Some notes on Kaldi

Introduction to training TIDIGITS

TIDIGITS is a comparatively simple connected digits recognition task. Like for many well-known corpora, Kaldi includes a example script for it. It is fairly typical for the example scripts – though simpler than most.

The example script can be found in kaldi-trunk/egs/tidigits/s5/ all other scripts referred to here are relative to that path. Kaldi example scripts are all written to be run from that path (or it equivelent in other examples) even if they are located in a subfolder. Kaldi example scripts should only be run in bash – they will not necessarily work in other POSIX shells.

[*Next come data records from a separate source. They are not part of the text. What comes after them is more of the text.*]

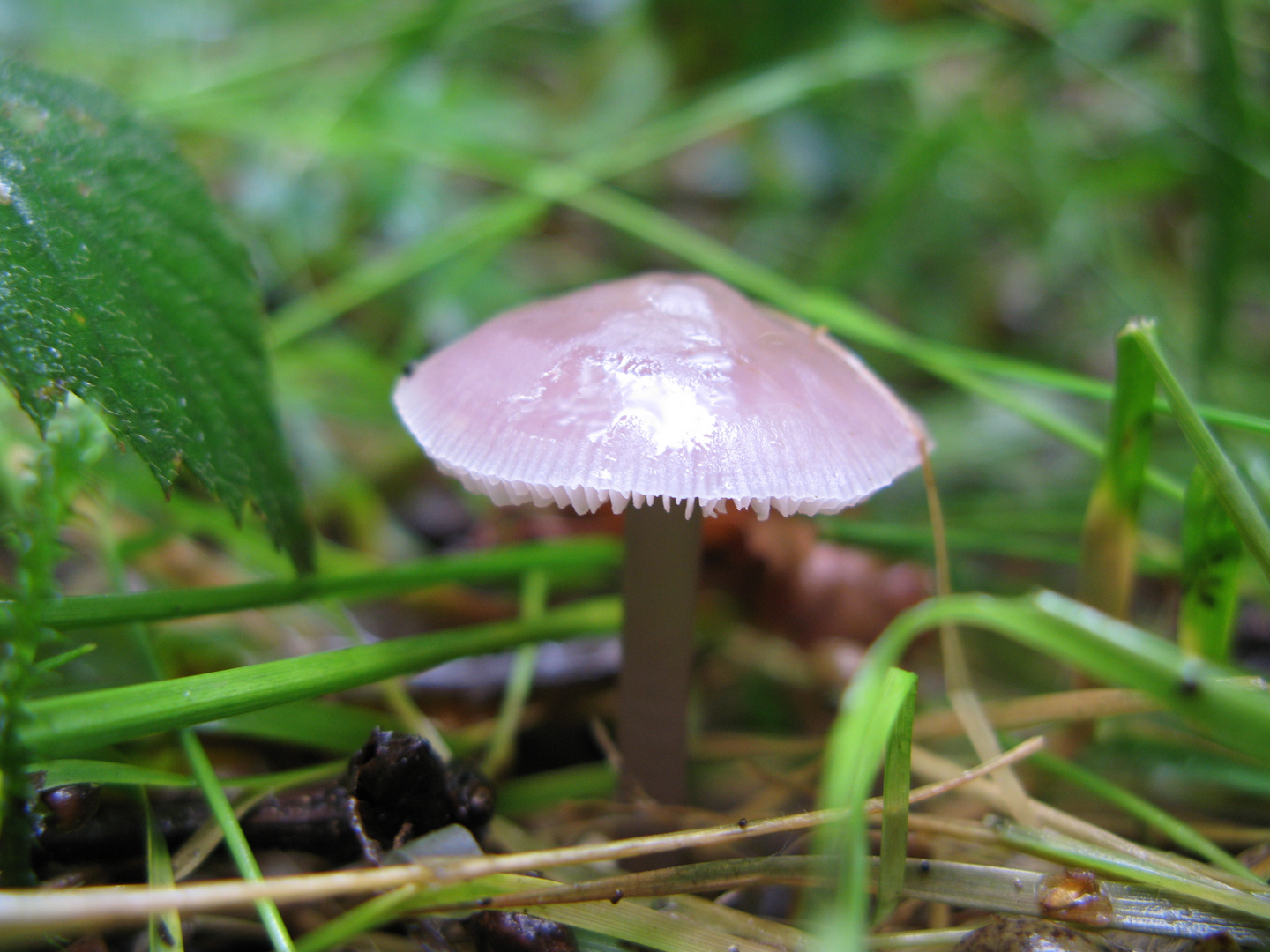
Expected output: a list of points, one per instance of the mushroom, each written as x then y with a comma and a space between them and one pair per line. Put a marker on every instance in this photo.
671, 394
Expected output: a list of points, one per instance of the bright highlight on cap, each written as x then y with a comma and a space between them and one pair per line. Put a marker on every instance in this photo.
658, 386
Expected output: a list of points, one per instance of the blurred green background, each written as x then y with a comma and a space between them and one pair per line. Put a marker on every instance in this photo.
1009, 176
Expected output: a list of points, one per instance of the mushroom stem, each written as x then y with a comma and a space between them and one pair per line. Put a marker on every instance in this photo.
660, 591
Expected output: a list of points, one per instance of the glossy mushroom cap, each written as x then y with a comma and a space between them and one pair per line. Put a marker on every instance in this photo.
661, 385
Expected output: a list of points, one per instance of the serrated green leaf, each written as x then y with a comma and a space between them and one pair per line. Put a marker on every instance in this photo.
118, 283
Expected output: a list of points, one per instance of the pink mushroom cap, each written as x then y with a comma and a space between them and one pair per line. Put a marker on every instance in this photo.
660, 385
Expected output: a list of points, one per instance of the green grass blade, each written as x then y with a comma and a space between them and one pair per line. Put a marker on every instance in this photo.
235, 839
1085, 856
894, 814
58, 773
870, 710
72, 724
563, 559
1224, 181
1180, 833
1206, 695
165, 932
1212, 554
1109, 544
519, 681
1227, 487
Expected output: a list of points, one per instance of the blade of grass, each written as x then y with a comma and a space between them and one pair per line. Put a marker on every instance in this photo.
1224, 181
165, 932
1180, 833
563, 559
868, 715
234, 838
1212, 554
519, 681
71, 724
1109, 544
1227, 487
58, 773
1085, 856
1203, 693
322, 725
32, 911
894, 807
957, 672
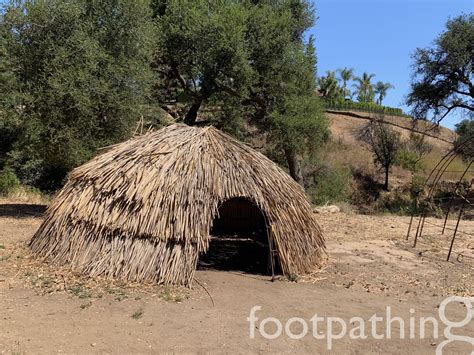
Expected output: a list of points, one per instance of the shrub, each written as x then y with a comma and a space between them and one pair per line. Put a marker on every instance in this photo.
8, 181
364, 107
408, 160
417, 185
330, 184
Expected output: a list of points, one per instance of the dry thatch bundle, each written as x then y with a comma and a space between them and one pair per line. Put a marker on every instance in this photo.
143, 210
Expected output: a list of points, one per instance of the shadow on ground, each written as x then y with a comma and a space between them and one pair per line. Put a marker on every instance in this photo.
17, 210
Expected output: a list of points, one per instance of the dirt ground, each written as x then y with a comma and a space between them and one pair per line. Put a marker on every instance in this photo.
46, 309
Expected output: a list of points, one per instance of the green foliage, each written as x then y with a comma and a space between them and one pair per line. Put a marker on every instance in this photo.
381, 89
384, 143
408, 160
371, 107
329, 87
442, 75
330, 184
346, 74
417, 185
364, 88
465, 142
300, 125
82, 80
8, 181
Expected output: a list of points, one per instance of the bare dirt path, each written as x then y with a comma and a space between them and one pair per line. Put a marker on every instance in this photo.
371, 267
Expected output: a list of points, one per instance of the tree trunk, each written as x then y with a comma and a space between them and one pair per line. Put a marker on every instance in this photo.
191, 115
387, 171
294, 166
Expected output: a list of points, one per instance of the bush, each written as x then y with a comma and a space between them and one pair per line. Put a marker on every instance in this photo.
417, 185
364, 107
8, 181
330, 184
408, 160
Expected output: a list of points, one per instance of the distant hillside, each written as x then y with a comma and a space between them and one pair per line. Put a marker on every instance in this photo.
346, 126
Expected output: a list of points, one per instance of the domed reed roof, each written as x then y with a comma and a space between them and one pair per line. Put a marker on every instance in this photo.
143, 210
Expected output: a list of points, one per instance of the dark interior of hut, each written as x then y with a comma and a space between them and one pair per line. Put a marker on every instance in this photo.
239, 240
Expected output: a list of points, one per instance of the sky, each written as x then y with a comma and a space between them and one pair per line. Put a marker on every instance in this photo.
379, 36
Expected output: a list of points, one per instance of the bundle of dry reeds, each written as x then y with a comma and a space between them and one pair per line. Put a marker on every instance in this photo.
143, 210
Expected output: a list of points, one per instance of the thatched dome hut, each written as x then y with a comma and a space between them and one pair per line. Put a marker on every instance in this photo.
144, 209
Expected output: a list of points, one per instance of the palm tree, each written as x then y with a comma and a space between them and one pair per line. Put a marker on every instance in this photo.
346, 74
364, 88
381, 90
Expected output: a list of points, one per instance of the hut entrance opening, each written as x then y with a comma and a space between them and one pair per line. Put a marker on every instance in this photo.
240, 241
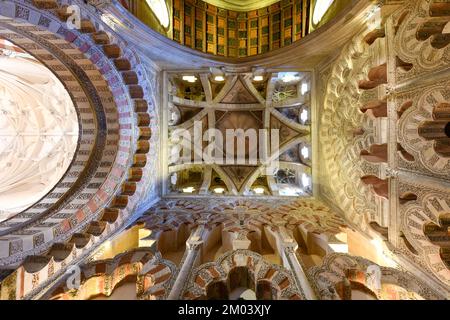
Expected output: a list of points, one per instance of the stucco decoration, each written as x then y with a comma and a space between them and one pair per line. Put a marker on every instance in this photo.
345, 131
339, 270
280, 279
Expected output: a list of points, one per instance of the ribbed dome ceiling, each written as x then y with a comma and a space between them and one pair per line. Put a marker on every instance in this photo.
241, 5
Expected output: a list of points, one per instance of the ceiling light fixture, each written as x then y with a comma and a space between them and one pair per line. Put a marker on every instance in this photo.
189, 190
306, 180
259, 190
304, 115
190, 79
304, 88
288, 77
219, 190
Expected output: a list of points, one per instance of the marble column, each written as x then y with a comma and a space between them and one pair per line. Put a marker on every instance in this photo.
191, 255
288, 248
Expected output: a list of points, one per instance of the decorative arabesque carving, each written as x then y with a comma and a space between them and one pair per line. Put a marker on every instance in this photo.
345, 132
339, 270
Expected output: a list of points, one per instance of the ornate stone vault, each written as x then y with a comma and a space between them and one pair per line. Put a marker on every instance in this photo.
194, 179
269, 120
38, 130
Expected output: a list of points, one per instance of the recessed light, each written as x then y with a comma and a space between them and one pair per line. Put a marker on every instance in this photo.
190, 79
189, 190
306, 180
304, 115
259, 190
219, 190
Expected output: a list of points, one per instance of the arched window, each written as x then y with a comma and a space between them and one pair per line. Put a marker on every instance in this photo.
320, 9
159, 8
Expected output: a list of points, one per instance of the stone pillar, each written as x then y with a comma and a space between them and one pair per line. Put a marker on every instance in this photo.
193, 246
288, 248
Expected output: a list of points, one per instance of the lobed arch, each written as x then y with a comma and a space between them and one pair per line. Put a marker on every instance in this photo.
340, 273
216, 274
152, 275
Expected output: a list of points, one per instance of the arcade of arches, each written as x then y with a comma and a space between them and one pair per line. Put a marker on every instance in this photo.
341, 192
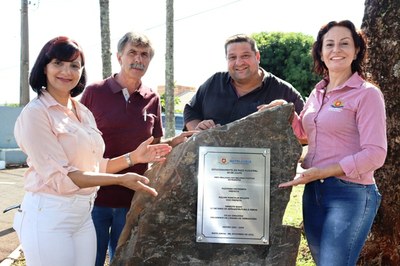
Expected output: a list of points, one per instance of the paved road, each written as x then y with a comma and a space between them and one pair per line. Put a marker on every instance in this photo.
11, 193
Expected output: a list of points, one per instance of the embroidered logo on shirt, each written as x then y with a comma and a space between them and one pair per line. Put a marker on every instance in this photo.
337, 104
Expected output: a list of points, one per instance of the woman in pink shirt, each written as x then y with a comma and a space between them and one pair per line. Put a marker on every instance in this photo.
344, 122
65, 157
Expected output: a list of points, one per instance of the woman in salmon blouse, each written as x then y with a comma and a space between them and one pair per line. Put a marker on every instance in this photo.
344, 122
65, 158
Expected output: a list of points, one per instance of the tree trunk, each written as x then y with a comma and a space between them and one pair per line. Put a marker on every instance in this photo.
381, 24
105, 37
169, 72
24, 60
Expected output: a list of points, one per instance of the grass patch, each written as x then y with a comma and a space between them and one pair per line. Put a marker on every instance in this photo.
292, 217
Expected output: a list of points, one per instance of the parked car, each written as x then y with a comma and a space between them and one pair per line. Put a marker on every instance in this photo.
178, 123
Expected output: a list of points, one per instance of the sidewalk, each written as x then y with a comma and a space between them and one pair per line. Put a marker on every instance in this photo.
11, 193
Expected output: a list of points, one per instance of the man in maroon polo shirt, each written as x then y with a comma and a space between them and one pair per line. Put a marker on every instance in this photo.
127, 113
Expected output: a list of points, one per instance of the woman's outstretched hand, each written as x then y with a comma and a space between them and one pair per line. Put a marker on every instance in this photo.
136, 182
147, 152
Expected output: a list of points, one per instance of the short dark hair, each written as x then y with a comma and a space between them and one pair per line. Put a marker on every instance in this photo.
63, 49
241, 38
360, 42
137, 39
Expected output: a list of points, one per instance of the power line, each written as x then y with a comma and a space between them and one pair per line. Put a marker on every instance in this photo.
196, 14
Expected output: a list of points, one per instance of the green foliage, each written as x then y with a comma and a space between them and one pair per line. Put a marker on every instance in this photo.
288, 56
177, 101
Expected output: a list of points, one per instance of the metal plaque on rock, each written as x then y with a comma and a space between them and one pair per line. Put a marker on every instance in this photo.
233, 195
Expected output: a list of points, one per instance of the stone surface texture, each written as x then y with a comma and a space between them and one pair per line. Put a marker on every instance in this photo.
162, 230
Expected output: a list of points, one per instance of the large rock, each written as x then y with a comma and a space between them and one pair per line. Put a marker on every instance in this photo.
162, 230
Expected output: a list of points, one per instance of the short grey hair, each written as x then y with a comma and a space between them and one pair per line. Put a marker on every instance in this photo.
137, 39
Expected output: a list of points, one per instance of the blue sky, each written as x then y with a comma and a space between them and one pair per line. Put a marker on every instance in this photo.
200, 31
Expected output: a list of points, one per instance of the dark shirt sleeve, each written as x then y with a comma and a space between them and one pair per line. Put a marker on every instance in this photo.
193, 109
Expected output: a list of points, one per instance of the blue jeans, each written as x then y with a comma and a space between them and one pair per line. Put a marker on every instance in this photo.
338, 216
109, 223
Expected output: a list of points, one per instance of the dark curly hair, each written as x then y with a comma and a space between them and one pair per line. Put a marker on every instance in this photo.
63, 49
360, 42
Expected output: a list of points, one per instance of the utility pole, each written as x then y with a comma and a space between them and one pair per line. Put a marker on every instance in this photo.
24, 60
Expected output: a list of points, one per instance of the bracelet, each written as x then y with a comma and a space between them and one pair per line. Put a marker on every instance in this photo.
128, 160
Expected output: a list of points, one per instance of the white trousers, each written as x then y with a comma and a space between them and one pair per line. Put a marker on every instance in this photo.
56, 230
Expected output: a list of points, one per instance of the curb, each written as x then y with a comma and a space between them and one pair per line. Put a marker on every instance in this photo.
12, 257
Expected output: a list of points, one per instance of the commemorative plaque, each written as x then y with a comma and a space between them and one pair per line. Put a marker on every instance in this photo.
233, 195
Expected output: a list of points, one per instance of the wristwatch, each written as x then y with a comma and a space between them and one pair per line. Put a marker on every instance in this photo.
128, 160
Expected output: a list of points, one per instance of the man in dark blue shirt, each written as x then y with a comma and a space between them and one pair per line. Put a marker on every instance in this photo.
228, 96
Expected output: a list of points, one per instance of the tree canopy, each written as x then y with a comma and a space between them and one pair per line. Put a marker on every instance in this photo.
288, 56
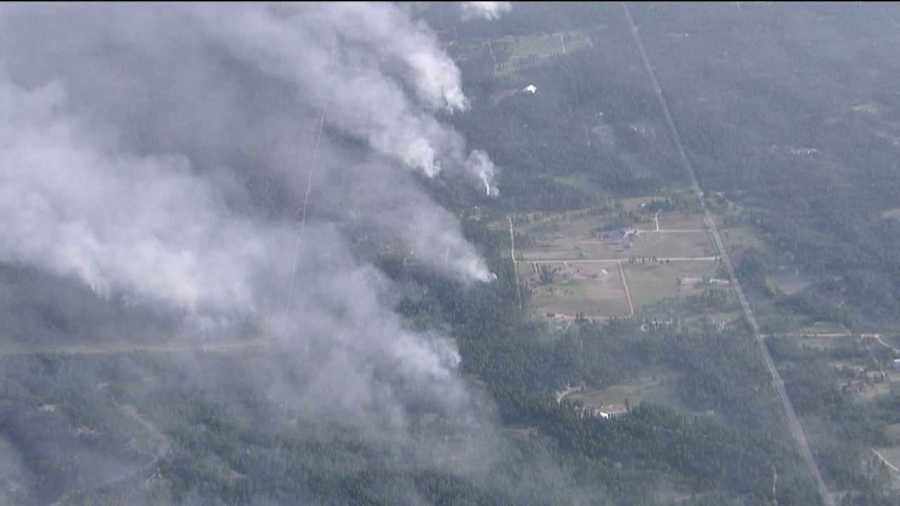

Be aware that a lot of the recipe code is shared between WSJ (Wall Street Journal), and all the other examples (including TIDIGITs). The util/ and steps/ folders in most of the example folders (including that for TIDIGITs), is a symlink to the matching folders in the WSJ example. You can very well make use of these scripts in your own recipes.

Other Resources:

The Major Steps

There are Four Steps to applying Kaldi to a task such as this.

  1. Data Preparation:
    • Locating the datafiles
    • Parsing its annotations (e.g. Speaker Labels, Utterance Labels)
    • Converting the audio data format
  2. Language Preparation:
    • Create Lexicon (Phoneme/Word dictionary)
    • Create Grammar (Word Language Model)
  3. Training Speech Recognizer:
    • Training the GMMs
    • Building the HMM graph
  4. Evaluating the Speech Recognizer:
    • Decoding and building the lattices
    • Interpreting the results The full process can be carried out by running bash run.sh. Though you most likely need to edit at least the TIDIGITs path, and the cmd.sh (so that it is set to run locally, not on a cluster).

These instructions also briefly touch on some of the option that might be needed in more complicated tasks. They also go into some detail on things which are not done by the run.sh script, for example outputting utterance recognition lattice diagrams. The instructions do not provide any kind of solid introduction to HMMs or GMMs. Nor to bash or awk.